Like I’m just another stranger. Just another wedding planner passing through.
“Asshole,” I tell the sunset.
It doesn’t argue.
I should be journaling. That was the plan—come to Italy, journal about my feelings, have some big epiphany about my next chapter.
Instead, I’m drunk on limoncello, crying over lasagna, and talking to myself in a villa that costs more per night than most people make in a week.
Living the dream.
I check the time. 8 p.m. here. 2 p.m. in New York.
He’s probably at work. Being important. Intimidating junior associates. Definitely not thinking about—
I throw my phone across the terrace before I can finish that thought.

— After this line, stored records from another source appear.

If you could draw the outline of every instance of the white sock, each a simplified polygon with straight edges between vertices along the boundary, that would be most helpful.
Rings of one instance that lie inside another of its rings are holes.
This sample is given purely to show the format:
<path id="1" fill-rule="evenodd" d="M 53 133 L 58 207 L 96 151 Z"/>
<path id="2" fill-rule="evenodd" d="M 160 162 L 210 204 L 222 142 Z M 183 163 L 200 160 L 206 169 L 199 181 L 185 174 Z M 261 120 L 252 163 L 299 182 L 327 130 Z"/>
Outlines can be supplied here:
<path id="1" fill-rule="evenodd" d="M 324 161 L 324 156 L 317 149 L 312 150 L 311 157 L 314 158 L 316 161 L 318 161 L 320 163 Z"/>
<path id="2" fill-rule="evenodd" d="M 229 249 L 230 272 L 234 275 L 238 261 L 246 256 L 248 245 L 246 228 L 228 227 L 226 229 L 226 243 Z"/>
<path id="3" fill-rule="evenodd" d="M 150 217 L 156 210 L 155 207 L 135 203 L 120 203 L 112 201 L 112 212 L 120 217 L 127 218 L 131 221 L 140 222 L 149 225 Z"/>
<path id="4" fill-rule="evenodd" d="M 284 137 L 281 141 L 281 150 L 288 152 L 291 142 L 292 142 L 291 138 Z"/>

Then immediately run to check if I cracked the screen because I’m not that much of a disaster.
It’s fine. Unlike me.
“One week,” I tell myself. “Give it one week. You’ll feel better.”
But even as I say it, I know it’s a lie.
Because this view, this villa, this whole Instagram-perfect moment?
It’s just really expensive emptiness.
And the only thing I want—the only stupid, impossible thing—is to be back in a guest cottage, fighting with a goat, watching a grumpy lawyer try not to smile.
I finish the limoncello.
Tomorrow I’ll do better. Tomorrow I’ll enjoy paradise.
Tonight?
Tonight I admit what I’ve been avoiding since I left New York.
I miss him.
And that’s the most pathetic truth of all.